The 74-year-old Ortega has not always been so widely loathed. As a Marxist rebel leader in his youth, he helped the Sandinistas overthrow the four-decade-long Somoza family dictatorship in 1979. Ortega led Nicaragua after the revolution as part of a military junta, and won the country’s first democratic election in 1984. He lost reelection in 1990 and spent a decade-and-a-half in opposition before winning the presidency again in 2006. Since then, the Sandinistas have consolidated control of Nicaragua’s political institutions, and Ortega adopted an increasingly authoritarian style. But for many years, he enjoyed steadfast support from the majority of Nicaraguans thanks to socioeconomic improvements on his watch—financed, in part, by aid from friendly leftist governments in Venezuela and Cuba.
But Ortega’s “man of the people” image was shattered by his brutal response to the 2018 protests, and his flailing response to the coronavirus pandemic this year is adding to his woes. The Lancet, a British medical journal, called Nicaragua’s response “perhaps the most erratic of any country in the world.”
Ortega eschewed a national lockdown to prevent Nicaragua’s already battered economy from collapsing. But he refused to encourage social distancing measures and continued to organize mass events. Murillo even held a “Love in the Time of COVID-19” rally in March. Sandinistas have mocked opposition members for wearing masks, only to fall victim to the virus themselves. The true scale of the devastation in Nicaragua is unclear, though. The independent Citizen Observatory, a self-organized group of Nicaraguan experts, has reported 2,768 coronavirus deaths as of Oct. 7—far more than the official toll of 153.
The pandemic has also taken a toll on an economy that was already in a deep recession. The World Bank expects Nicaragua’s poverty rate to top 15 percent this year, up from 9.7 percent in 2017, and the International Monetary Fund projects GDP will contract by 6 percent this year. The economy is not expected to grow in 2021 either, according to Moody’s. A recent poll by CID-Gallup found Ortega’s approval at 35 percent, down from 40 percent in January. Two-thirds of respondents also believed the president was taking Nicaragua down the wrong path.

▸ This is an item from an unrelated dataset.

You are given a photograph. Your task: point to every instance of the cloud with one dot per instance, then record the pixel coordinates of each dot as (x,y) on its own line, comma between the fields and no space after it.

With slim hope for an economic recovery before next year’s election, the government is intensifying its attacks on the opposition and independent journalists. Nicaragua’s government “wants digital media to not provide coverage of the crisis,” Julio Lopez, director of the Independent Journalists and Communicators of Nicaragua, told The Washington Post. And Ortega’s recent push for repressive legislation coincides “with growing reports of arrests, harassment of opposition leaders and demands for electoral reforms,” Agence France-Presse reports.
This summer, Nicaragua’s normally divided opposition parties decided to form a united front against Ortega, hoping to deny him a fifth term in next year’s elections. Still, with Ortega in control of key government institutions, they will face an uphill climb.
There’s “been no progress in terms of creating conditions for free and fair elections,” Wade said. “It’s difficult to be optimistic about prospects for dialogue absent some form of serious international pressure, which the Ortega administration has been rather proficient at resisting.”